With wide eyes and a cap placed tightly on his head, Question Hound sits in a chair in front of a cup of what he imagines to be coffee, surrounded by flames. The meme only takes up the first two panels, in which the dog says his joke with a smile, but then the strip continues. “The things that are happening to me are fine,” Question Hound says again: as he sips the drink, however, the arm with which he holds the cup begins to burn and then the rest of his body is also hit by the flames. The obvious conclusion, in short, is that things were not all right in the rest of the strip either.
We passed it a couple days ago, but it has been 10 years since “On Fire”, the strip I did that became the meme “this is fine”. https://t.co/AxZxDYkICs pic.twitter.com/STFYX4XS9B
— kcg (@kcgreenn) January 12, 2023
The strip’s first two cartoons went viral in 2014, when they were shared and instantly liked on both the social network Reddit and Imgur, a popular site for sharing images, memes, and GIFs. Green he recounted that initially the meme taken from his comic strip was used by those who identified themselves a bit with the dog in rather complicated everyday situations, for example by students struggling with school exams or by people who found themselves having to smile despite the humiliations in the workplace. Later, however, it spread widely in the most diverse contexts, becoming a kind of symbol of anxiety, resignation and impotence, but also of defeatism or the inability to accept reality.
In addition to many social network users, the meme has also been used or mentioned in politics, especially in the United States. In 2016 the Republican Party used it to comment sarcastically on the first day of the Democratic convention on Twitter, while two years later Republican Senator Richard Burr he quoted in a speech about Russian interference in US politics. After Joe Biden’s victory in the 2020 presidential election, she always appeared on Twitter an animated version of the meme in which a firefighter saves the dog from the burning house, to indicate a situation that was eventually resolved positively.

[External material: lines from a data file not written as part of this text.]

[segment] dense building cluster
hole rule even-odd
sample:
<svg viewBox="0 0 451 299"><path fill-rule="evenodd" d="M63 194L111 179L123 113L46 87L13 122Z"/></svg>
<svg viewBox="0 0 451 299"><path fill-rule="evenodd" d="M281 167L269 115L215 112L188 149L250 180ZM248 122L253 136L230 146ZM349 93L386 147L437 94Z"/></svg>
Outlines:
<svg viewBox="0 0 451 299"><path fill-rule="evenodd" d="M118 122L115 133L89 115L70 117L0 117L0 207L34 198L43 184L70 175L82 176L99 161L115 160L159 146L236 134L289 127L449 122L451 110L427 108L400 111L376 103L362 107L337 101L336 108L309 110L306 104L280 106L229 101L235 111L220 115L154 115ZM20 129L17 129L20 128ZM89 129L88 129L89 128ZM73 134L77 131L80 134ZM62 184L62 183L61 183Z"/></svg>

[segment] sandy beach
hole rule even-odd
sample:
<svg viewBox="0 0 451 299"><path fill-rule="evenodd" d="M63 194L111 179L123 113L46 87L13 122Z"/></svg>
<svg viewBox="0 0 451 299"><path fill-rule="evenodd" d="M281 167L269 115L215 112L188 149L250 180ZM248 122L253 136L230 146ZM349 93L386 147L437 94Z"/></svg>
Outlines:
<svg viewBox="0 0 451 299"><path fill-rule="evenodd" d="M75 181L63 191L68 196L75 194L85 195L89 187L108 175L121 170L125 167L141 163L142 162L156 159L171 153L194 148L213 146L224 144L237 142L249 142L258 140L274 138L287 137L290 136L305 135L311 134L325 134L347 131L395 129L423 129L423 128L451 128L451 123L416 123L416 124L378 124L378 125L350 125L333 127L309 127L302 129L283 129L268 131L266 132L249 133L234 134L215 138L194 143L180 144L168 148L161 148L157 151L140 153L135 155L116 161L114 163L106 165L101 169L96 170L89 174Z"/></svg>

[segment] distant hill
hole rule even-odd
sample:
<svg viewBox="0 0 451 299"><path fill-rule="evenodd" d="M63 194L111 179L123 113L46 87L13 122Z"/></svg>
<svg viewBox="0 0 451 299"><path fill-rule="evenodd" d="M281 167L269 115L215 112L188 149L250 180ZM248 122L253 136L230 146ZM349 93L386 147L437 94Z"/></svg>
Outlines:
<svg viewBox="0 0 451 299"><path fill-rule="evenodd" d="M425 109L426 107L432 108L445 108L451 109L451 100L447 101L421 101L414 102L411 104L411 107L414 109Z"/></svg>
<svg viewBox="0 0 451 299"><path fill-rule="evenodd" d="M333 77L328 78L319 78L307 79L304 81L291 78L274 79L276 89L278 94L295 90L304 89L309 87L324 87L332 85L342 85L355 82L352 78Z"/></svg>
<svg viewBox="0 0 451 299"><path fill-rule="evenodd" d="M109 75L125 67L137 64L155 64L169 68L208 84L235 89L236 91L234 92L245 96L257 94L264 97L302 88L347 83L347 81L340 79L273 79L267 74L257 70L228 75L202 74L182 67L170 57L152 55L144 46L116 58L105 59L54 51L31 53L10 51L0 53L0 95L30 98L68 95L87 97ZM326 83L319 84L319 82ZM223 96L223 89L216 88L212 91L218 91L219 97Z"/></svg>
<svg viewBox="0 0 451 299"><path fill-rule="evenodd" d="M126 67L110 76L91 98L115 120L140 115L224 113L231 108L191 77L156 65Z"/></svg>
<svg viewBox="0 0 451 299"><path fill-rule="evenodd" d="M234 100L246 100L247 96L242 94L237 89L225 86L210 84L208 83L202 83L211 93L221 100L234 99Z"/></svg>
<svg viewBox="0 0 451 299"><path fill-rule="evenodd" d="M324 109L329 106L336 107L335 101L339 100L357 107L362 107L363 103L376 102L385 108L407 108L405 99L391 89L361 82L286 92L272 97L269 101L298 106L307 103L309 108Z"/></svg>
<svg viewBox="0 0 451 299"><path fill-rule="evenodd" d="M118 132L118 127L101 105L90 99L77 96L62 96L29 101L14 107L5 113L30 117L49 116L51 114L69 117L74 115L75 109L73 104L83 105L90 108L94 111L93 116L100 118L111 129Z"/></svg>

Hey politicians – doing speeches in front of solid blue backgrounds makes it super easy to replace them 👍#ThisIsNotFine #LizTruss #CPC22 pic.twitter.com/XqNyIIQtpS
— DBM Motion Graphics (@madebydbm) October 5, 2022
Green, who is now 35, drew “On fire” at a time of great personal uncertainty: he was learning to manage the antidepressant drugs that had been prescribed to him and wondered if taking them was the right choice for him (he clarified be convinced that it was). In a recent interview with NPR, he observed that at that moment his idea was «a bit that of having to ignore all the madness that is happening around us, like a house on fire. From there, the strip wrote itself,” she said.
According to Green, the meme has continued to be successful also thanks to the increasingly complex and pressing events of the last decade, including the coronavirus pandemic, the climate crisis and the great political polarization, because it helped to define the common sensation somewhat of the “see something fall apart». Another reason it has remained very popular is that it is so simple that it adapts to a large number of situations, he told the Washington Post: «I drew it specifically vague. Like any good work of art, people interpret it the way they want.”
Green he claims than that of being in the midst of situations in which everything is falling apart but you still have to react “it is a feeling that apparently we all experience”. In this sense, according to him the strip of the dog that says “everything is fine” also manages to convey the idea that extremely critical situations can be faced.
Talking with NPR, he said that many people still contact him today to tell him that they have found the strip reassuring. One of his explanations is that the cartoon describes the process by which one becomes aware of a certain situation, but processes it, accepts it and uses it to grow. On a general level, Green explains, empathizing with the dog is a bit like empathizing with other people for the various situations that can afflict them: it is something that “creates a sort of community”.
In 2016, Green himself drew an alternate version of the strip for the comic site The Nib: In this version, Question Hound yells “This is not the end”, but in the end he takes a fire extinguisher and manages to put out the flames.